Ferritic chromium-aluminum stainless steel with good oxidation resistance up to 850°C. The aluminum addition (0.10–0.30%) improves scaling resistance at elevated temperatures by forming a protective Al₂O₃ layer. Non-hardenable by heat treatment. Used for furnace parts, burner nozzles, heat exchangers, and automotive exhaust system components.

Niobium-stabilized austenitic stainless with Mo — 316+Nb. Nb stabilization prevents sensitization (like 347) PLUS Mo gives pitting resistance (like 316). Best of both worlds for high-temperature welded chemical plant. Used for welded pressure vessels, heat exchangers, and piping operating at 400-800°C in mildly corrosive environments.

Titanium-stabilized austenitic Cr-Ni-Mo steel — AISI 316Ti. THE German standard industrial stainless (known as "V4A"). Ti prevents Cr-carbide precipitation at 450-850°C giving intergranular corrosion resistance after welding. Better high-temp stability than 316L (up to 550°C). PREN 23-27. Used extensively in chemical/pharmaceutical plants, pressure vessels, food processing, apparatus construction, and shipbuilding.

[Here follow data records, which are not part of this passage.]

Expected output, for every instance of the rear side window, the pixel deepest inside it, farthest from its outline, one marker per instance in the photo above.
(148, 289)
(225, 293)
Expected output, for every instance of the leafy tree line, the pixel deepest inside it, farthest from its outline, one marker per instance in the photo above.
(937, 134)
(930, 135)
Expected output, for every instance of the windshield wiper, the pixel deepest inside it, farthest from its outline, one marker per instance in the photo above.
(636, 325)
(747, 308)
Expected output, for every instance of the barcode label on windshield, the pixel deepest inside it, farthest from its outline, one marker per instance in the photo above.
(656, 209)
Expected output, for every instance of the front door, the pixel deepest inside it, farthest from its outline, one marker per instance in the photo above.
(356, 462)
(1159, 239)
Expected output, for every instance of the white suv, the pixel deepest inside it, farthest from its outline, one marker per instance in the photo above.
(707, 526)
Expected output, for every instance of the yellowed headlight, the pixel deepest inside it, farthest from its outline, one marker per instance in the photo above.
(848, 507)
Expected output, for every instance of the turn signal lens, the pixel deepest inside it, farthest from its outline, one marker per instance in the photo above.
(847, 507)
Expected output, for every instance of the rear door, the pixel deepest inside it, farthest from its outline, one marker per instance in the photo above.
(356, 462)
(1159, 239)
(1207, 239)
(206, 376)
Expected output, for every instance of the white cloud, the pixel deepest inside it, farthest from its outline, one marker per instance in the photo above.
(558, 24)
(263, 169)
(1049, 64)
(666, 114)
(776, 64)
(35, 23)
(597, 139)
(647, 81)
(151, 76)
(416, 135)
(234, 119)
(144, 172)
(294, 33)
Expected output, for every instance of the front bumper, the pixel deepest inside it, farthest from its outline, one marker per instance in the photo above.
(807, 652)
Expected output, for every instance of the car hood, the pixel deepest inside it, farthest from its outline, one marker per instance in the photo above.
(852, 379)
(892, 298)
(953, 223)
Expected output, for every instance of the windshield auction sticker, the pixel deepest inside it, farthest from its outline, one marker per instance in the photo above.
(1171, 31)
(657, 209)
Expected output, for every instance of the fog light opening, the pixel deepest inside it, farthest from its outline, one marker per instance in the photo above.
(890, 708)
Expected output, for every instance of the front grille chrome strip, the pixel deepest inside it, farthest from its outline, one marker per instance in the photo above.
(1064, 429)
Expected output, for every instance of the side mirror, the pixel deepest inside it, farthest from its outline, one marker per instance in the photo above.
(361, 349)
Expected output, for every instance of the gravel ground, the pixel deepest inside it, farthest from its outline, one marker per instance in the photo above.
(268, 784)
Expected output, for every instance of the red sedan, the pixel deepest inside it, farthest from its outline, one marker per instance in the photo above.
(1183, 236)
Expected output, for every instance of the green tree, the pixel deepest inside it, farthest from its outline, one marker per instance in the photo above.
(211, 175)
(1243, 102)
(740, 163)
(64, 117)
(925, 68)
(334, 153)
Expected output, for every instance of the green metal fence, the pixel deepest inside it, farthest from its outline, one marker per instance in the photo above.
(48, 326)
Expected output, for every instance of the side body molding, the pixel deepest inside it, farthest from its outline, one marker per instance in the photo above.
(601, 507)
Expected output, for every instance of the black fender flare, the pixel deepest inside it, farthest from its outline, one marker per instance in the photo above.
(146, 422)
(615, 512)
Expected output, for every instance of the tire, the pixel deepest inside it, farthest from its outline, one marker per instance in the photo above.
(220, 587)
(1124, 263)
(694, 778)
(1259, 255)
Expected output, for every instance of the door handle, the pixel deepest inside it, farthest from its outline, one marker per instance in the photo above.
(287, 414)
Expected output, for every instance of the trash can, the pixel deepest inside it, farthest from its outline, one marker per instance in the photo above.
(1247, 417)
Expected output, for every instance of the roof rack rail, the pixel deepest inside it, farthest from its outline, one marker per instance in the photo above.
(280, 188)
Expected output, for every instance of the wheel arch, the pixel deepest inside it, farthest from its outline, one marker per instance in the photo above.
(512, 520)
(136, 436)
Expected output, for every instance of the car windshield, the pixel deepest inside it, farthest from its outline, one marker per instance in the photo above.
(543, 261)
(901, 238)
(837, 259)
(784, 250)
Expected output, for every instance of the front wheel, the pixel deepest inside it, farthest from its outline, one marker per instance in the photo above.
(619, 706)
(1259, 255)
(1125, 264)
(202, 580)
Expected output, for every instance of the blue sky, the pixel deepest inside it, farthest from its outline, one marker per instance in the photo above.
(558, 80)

Niobium-stabilized austenitic stainless — European equivalent of AISI 347. Nb (10×C min) binds carbon to prevent Cr-carbide precipitation during welding or service at 400-800°C ("sensitization"). Same base composition as 304 but immune to intergranular corrosion after thermal cycling. Used for welded constructions in chemical plant, nuclear reactor internals, exhaust manifolds, and any 18/10 austenitic application with repeated heat exposure.

Titanium-stabilized austenitic stainless — AISI 321. Ti (5×C min) prevents Cr-carbide sensitization during welding or service at 400-800°C. Same approach as Nb-stabilized 347 (1.4550) but with Ti instead. Better creep resistance than 304/304L at elevated temperature. Used for exhaust manifolds, aircraft exhaust systems, expansion bellows, and high-temperature chemical plant (to ~800°C).